December 29, 2016
Law ‘strictly limits circumstances under which records can be removed from federal custody’
A federal appeals court has ruled that Donald Trump’s U.S. attorney general, which will be Sen. Jeff Sessions, R-Ala., will be required by law to intervene in the case of Hillary Clinton’s use of an unsecured, private computer server in her home for classified information.
The decision from the U.S. Court of Appeals for the District of Columbia states clearly that the law requires it, rejecting the Obama State Department’s excuses for failing to ask the attorney general, as the law requires, to pursue the recovery of the Clinton emails.
The conclusion came in a lawsuit brought by Judicial Watch, operating with the slogan “nobody is above the law”, that is seeking to retrieve Clinton emails that were not released to the public.
Judicial Watch President Tom Fitton said the courts “seem to be fed up with the Obama administration’s refusal to enforce the rule of law on the Clinton emails.”
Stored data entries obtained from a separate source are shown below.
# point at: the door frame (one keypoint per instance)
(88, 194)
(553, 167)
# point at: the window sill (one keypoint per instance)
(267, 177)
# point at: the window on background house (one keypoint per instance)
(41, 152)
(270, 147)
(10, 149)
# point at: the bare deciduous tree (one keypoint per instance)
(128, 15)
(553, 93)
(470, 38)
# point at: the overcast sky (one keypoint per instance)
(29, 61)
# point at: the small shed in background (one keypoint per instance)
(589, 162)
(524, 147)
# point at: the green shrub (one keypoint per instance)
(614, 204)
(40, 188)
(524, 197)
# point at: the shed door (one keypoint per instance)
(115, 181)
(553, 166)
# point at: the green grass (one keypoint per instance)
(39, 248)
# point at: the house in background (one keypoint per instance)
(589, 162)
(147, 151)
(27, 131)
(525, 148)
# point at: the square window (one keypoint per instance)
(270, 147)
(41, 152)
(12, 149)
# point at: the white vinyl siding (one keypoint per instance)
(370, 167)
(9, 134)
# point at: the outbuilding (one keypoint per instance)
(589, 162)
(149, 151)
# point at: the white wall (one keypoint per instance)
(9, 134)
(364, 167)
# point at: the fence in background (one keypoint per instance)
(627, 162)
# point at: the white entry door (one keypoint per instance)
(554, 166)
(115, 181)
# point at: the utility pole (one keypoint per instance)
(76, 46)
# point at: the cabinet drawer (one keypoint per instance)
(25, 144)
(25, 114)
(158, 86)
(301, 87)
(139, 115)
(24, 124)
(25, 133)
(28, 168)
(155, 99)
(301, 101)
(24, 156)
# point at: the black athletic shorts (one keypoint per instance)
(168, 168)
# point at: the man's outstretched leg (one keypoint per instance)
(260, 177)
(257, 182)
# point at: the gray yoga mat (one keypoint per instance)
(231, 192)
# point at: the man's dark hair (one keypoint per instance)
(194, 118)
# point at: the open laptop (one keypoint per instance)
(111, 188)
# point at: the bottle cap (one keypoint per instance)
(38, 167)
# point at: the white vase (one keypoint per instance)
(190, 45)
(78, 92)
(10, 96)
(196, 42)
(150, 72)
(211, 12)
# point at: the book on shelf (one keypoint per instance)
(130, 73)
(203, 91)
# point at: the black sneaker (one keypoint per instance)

“Today’s appeals court ruling rejects the Obama State Department’s excuses justifying its failure to ask the attorney general, as the law requires, to pursue the recovery of the Clinton emails,” he said. “This ruling means that the Trump Justice Department will have to decide if it wants to finally enforce the rule of law and try to retrieve all the emails Clinton and her aides unlawfully took with them when they left the State Department.”
A lower court had said the dispute was moot, even though the current secretary of state, John Kerry, failed to comply with the Federal Records Act in trying to recover the Clinton emails.
Judicial Watch explained that according to the law, “If an agency head becomes aware of ‘any actual, impending, or threatened unlawful removal … or destruction of records,’ he or she ‘shall notify the Archivist … and with the assistance of the Archivist shall initiate action through the attorney general for the recovery of records.‘”
The appeals court ruled: “Appellants sought the only relief provided by the Federal Records Act – an enforcement action through the attorney general. But nothing the department did (either before or after those complaints were filed) gave appellants what they wanted. Instead of proceeding through the attorney general, the department asked the former secretary to return her emails voluntarily and similarly requested that the FBI share any records it obtained. Even though those efforts bore some fruit, the department has not explained why shaking the tree harder – e.g., by following the statutory mandate to seek action by the attorney general – might not bear more still. It is therefore abundantly clear that, in terms of assuring government recovery of emails, appellants have not ‘been given everything [they] asked for.’ Absent a showing that the requested enforcement action could not shake loose a few more emails, the case is not moot.”
Judicial Watch brought the case in May 2015 when the State Department refused to take action after Kerry was notified of the “unlawful” removal of the Clinton emails.
The appeals court decision reverses a lower court’s decision to dismiss the case and sends it back for further work.
The Daily Caller pointed out that the decision is “offering President-elect Donald Trump an opportunity to intervene in the controversial case.”
“The court provides a new opening to Trump and his attorney general designate, Alabama Republican Sen. Jeff Sessions. A congressional vote confirming Sessions could occur as early as Jan. 10, but Senate Democrats indicated they will put up a stiff fight to defeat the nomination.”
Kerry had simply refused to refer the case to the attorney general “as federal law requires,” the report said.
“Instead, he allowed State Department officials to pick and choose which emails could be withheld and released to the public.”
After suggesting during the presidential debates that Clinton would end up in jail over her behavior, Trump stated that prosecuting her for the email scandal was not a priority.
However, he didn’t rule out legal steps that would be recommended by the Department of Justice.
The three judges on the appeals court panel were Robert Wilkens, Stephen Williams and Brett Kavanaugh.
It was also reported only weeks ago that Judicial Watch was asking a court to rule that the State Department should release a number of emails it specifically has withheld because they pertain to government “misconduct.”
There are about 30 known emails being withheld for various reasons, including “deliberative process” and “work product,” which are exemptions to requirements that public records be available.
Judicial Watch argues the emails should be released because “Clinton’s email practices at the State Department constitute misconduct.”
The original FBI investigation into Clinton’s email scandal concluded in July without charges, even though FBI chief James Comey said Clinton had been “extremely careless,” sending national security information through an unsecured private email server.
A little more than one week before the election, emails were found on a laptop computer to which both Hillary Clinton aide Huma Abedin and her estranged husband, former Rep. Anthony Weiner, who was being investigated in a sexting case, had access.
Comey informed Republican members of Congress he needed to time review the new information, but two days before Election Day he announced the conclusion he reached in July had not changed.